Who has the best quarterback situation in the Pac-12? Going into the summer, here’s the quarterback ranking for every Pac-12 team.
12. Arizona State
For the first time in years, the Sun Devils are in a precarious situation behind center. Todd Graham is looking to rebound from an awful 2015, but must do so with a trio of quarterbacks, Manny Wilkins, Brady White and Bryce Perkins, that have zero combined passing attempts at this level. Graham and new coordinator Chip Lindsey will take much of August to anoint Mike Bercovici’s successor.
The Utes haven’t been great at quarterback in a very long time, but they benefited by having a pair of seniors, Travis Wilson and Kendal Thompson, on last year’s two-deep. That’s been replaced by uncertainty, with little-used junior Brandon Cox holding a slight edge on rookie Tyler Huntley and former JUCO—and U-Dub—transfer Troy Williams.
In an ideal world, the Buffs had hoped that Texas Tech transfer Davis Webb would have finished his career in Boulder, battling a healthy Sefo Liufau for the job. However, Webb decided to matriculate in Berkeley, and Liufau’s foot injury remains a worry. Liufau is a proven starter, but the fact that Mike MacIntyre went so hard after Webb might be an indication that the incumbent is questionable to last from wire-to-wire.
9. Oregon State
The Beavers are guaranteed to be improved at the position this season. How much will depend on how well the backs and the linemen perform in Corvallis. Darrel Garretson was a cagey pickup for head coach Gary Andersen, who also had the quarterback at Utah State. Garretson is a gamer, with the leadership qualities that this offense desperately needs to begin showing progress in 2016.
When Sonny Dykes picked Colorado’s pocket and landed Texas Tech transfer Davis Webb, it changed the trajectory of Cal’s 2016 season. Before the Webb signing, the Bears were attempting to locate Jared Goff’s heir from among a collection of backups with minimal relevant experience. Now, the team has a gunslinger that’s no stranger to the offense and brings more than 5,000 career passing yards to Strawberry Canyon.
This might be the year that fans really appreciate Kevin Hogan, the oft-criticized four-year starter on the Farm.
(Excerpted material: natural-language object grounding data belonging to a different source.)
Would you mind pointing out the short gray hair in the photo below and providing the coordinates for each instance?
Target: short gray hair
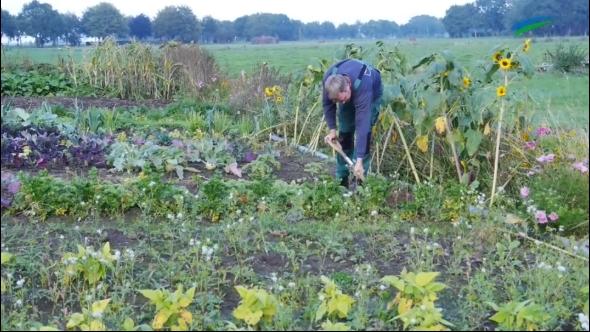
(335, 84)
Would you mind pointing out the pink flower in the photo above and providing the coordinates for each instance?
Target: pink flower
(546, 159)
(541, 217)
(524, 192)
(580, 167)
(553, 216)
(543, 131)
(530, 145)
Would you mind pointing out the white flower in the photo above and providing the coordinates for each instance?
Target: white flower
(130, 254)
(583, 321)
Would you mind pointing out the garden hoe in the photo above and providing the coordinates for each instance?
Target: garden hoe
(338, 148)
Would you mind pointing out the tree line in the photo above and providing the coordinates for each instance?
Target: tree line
(480, 18)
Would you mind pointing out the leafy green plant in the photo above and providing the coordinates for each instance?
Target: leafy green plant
(415, 299)
(323, 199)
(6, 258)
(213, 203)
(255, 304)
(514, 316)
(263, 167)
(171, 307)
(334, 303)
(89, 319)
(90, 264)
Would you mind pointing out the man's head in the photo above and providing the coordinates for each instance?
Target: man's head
(338, 88)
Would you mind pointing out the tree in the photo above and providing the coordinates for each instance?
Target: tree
(210, 26)
(104, 20)
(140, 26)
(492, 14)
(461, 21)
(380, 29)
(9, 27)
(72, 29)
(176, 23)
(40, 21)
(423, 26)
(225, 32)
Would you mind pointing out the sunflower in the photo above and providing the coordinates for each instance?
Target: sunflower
(466, 82)
(268, 91)
(506, 64)
(527, 45)
(497, 57)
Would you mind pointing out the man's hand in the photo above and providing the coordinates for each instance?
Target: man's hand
(359, 170)
(331, 137)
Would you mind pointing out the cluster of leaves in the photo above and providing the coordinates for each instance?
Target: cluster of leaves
(89, 319)
(415, 299)
(518, 316)
(255, 305)
(171, 307)
(263, 167)
(41, 81)
(39, 140)
(323, 200)
(10, 187)
(213, 203)
(42, 196)
(91, 264)
(334, 304)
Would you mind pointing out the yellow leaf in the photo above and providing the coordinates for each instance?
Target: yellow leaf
(404, 305)
(441, 124)
(487, 130)
(245, 314)
(422, 143)
(161, 318)
(187, 316)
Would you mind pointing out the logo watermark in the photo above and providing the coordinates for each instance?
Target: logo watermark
(530, 24)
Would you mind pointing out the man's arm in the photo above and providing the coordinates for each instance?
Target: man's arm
(329, 110)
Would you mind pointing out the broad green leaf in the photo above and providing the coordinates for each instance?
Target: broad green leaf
(6, 257)
(161, 318)
(75, 320)
(128, 324)
(99, 307)
(156, 296)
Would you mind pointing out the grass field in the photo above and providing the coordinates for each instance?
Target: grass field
(563, 96)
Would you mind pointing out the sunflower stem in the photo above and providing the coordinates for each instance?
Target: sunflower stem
(498, 135)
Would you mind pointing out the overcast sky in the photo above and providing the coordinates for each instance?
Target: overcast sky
(336, 11)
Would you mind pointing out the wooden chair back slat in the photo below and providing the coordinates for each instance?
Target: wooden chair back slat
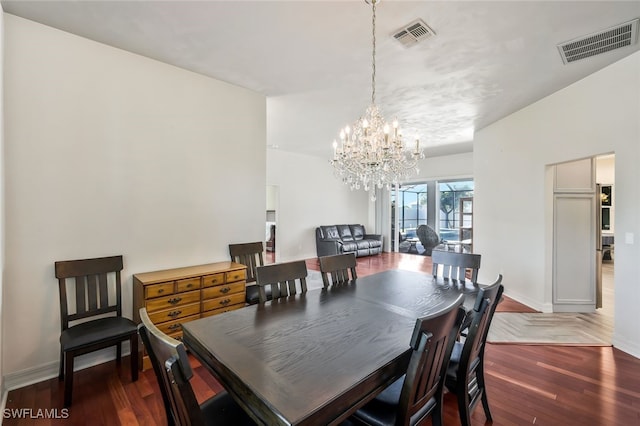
(248, 254)
(282, 277)
(338, 267)
(172, 369)
(88, 282)
(432, 342)
(466, 376)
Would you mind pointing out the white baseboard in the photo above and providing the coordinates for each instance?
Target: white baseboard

He’ll be missed for his leadership, know-how and big-game poise. The Cardinal has yet to decide on a successor, though Keller Chryst has been installed as the slight favorite over Ryan Burns. While the pair lacks experience, it’s not as if Stanford has had a habit of signing journeymen at this position.
Anu Solomon hit a plateau in his development in 2015, largely the result of nagging injuries. Now, he’s vulnerable to the challenge of Brandon Dawkins who didn’t back down in the spring. A healthy Solomon, who has two years as a starter under his belt, is a good fit for Rich Rodriguez’s attack. The junior, though, has yet to prove he can go an entire year without being dinged up, and that’s a concern in Tucson.
For the second year in a row, Mark Helfrich has used the FCS as a feeder system to fill an opening behind center. Last year, Vernon Adams was lured out of Eastern Washington, while Montana State’s Dakota Prukop will now finish his college career in Eugene. A more dangerous runner than passer, Prukop tore up the Big Sky Conference, but must still beat out rookie Travis Jonsen to win the starting gig.
Former five-star recruit Max Browne has yet to officially be named the heir to Cody Kessler. Does Troy have a good problem since redshirt freshman Sam Darnold has been able to hang with Browne? Or is there reason for concern that Browne might not be ready for this opportunity? The former makes more sense. Browne has all of the necessary tools for instant success, and Darnold’s ascent should mean depth is a little less of a problem for the 2016 squad.
In Jake Browning, the Huskies boast one of the best young quarterbacks in college football. And a player that the offense can be built around over the next two or three years. Browning laid the groundwork for a terrific career in Seattle by starting all but the Stanford game last Oct. 24. U-Dub’s other sophomore, K.J. Carta-Samuels, has a bright future with the program as well.
2. Washington State
After scratching the surface as a rookie in 2014, Luke Falk exceeded all expectations as a sophomore, throwing 38 touchdown passes to only eight picks. He’s the classic case of a quarterback fitting the system to a tee, flourishing as Mike Leach’s newest triggerman. Plus, by missing the tail end of the regular season, Falk allowed backup Peyton Bender to earn two starts and pick up valuable reps against Colorado and Washington.
The Bruins harbor one of the nation’s premier young quarterbacks, Josh Rosen. And now that the franchise—and possible future No. 1 overall pick—has his first full season in the bank, he figures to be even more proficient and dangerous as a sophomore. However, the bench won’t be as seasoned in 2016. Jerry Neuheisel chose not to use his final year of eligibility, meaning little-used senior Mike Fafaul will likely serve as this year’s backup.